The funny
thing about having a mental illness is that sometimes you don’t even realise
yourself how you have been feeling. It should be obvious to you if you are ill
but things aren’t always that simple. You can easily get stuck in a mood
without even knowing it.
Sometimes
you get so used to being in a certain mood that you may not realise that you are
ill. It took me ages to realise that I was depressed at first. I was a teenager
and thought that I was just going through the typical growing up stuff. I
thought that I was just starting to see the true nature of the world. I was realising
that the world was a nasty dangerous place and that people weren’t as nice as
they seemed. I was angry with both the outside world and myself. I didn’t
realise that my view of everything was becoming distorted and that these feelings
of self-loathing, distress and exhaustion were signs of something deeper.
It took
having a panic attack to get me to go to the doctor and find out what was
wrong. At this point my family had pointed out to me that I may be anxious and
depressed but I didn’t believe it really until the doctor told me. Even then I
didn’t really identify with being depressed. I had felt this way for so long
that it felt normal. I was well and truly stuck in my mood.
When you become
accustomed with feeling depressed you may forget what feeling normal is actually
like. Being depressed becomes your new normal. It becomes quite hard to relate
to other people unless they are also depressed. You just can’t imagine how ‘normal’
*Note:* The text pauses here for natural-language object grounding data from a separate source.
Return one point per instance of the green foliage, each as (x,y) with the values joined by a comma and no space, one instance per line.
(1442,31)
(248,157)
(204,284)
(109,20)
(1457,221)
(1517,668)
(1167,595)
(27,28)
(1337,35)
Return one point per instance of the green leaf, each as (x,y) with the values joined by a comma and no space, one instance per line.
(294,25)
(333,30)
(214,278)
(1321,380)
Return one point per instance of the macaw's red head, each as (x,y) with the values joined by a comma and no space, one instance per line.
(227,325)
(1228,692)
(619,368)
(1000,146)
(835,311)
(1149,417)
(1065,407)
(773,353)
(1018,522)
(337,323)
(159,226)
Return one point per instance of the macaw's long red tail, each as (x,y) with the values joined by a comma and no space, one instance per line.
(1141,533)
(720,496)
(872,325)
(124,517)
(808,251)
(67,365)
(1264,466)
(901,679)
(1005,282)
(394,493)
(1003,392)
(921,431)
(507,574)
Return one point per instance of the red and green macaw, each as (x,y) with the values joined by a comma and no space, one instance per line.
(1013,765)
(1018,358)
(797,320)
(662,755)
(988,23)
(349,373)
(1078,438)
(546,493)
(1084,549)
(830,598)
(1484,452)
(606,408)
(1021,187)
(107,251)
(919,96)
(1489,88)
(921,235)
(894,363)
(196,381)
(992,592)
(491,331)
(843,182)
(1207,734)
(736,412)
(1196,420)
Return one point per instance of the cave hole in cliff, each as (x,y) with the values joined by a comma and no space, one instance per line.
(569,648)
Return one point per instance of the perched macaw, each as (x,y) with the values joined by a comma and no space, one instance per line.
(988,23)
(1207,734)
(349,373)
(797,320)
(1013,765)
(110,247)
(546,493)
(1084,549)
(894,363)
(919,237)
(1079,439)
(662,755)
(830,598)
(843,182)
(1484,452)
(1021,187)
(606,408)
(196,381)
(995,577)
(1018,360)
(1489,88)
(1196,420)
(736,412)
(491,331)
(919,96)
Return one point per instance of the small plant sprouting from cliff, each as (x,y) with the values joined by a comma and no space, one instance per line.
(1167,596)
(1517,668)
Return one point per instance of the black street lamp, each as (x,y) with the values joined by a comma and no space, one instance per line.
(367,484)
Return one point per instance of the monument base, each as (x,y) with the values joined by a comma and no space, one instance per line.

people are feeling. How can they possibly manage to get out of bed each day
with relative ease? How can they whistle away whilst they cook and clean? How
can they actually look forward to facing the world each day and having a laugh?
You wonder where they get all their energy and vibrance from because you can’t
relate at all. You can’t see outside of the mood you are stuck in.
The strange
thing is that for most people with a mood disorder, such as depression or bipolar,
the moods occur in episodes. With depression, some people may feel depressed to
some level all the time, but usually there are some distinct episodes where you
feel far worse than usual. In this case you are not always stuck in the same
mood and therefore you should be able to tell when you are slipping in to a
deep depression and see outside of this mood. However, things aren’t that easy. The slide into deep depression
often happens gradually and you often blame external events. Perhaps you just
feel like things are objectively worse in the world and with yourself. You end
up very quickly adapting to your new lower mood and are unable to have the
perspective to identify it as a deep depression. You very quickly become stuck
in this new mood.
You would
have thought that the fact that I have bipolar would make it easier for me spot
when I am depressed. If you experience both highs and lows then surely the vast
difference between these moods would help you to spot a depression. However it doesn’t
work like this. At least not for me anyway. I don’t recognise when I am sliding
from one mood to the other. Over the last few months for instance I have been
depressed and have identified with being so. However I didn’t realise that this
had gradually been turning in to a hypomanic (less severe manic) episode. I
kept feeling inspired to write new blog posts and had this intense drive to
write and share things. I still thought I was depressed because I was feeling
tired and negative in many ways but I was also very focused and excitable. It
seems then that I am actually in some kind of changing state where I’m both depressed
and hypomanic at once i.e. a mild mixed state.
It has
taken me quite a few weeks to recognise this change in mood. I think that when
you have a mental illness you find it quite hard to look objectively at
yourself and your moods. Your whole perspective is coloured by your mood and it
is hard to escape this way of seeing the world and imagine how you appear to the
outside world. Often a mood slowly grabs hold of you and drags you down. You may only realise you have a problem when you reach an extreme mood level. This lack of awareness means that you may not receive treatment as early as you should do. I think then that learning to spot your mood changes, perhaps through keeping a diary or trusting in your friends and family, is important in keeping yourself well.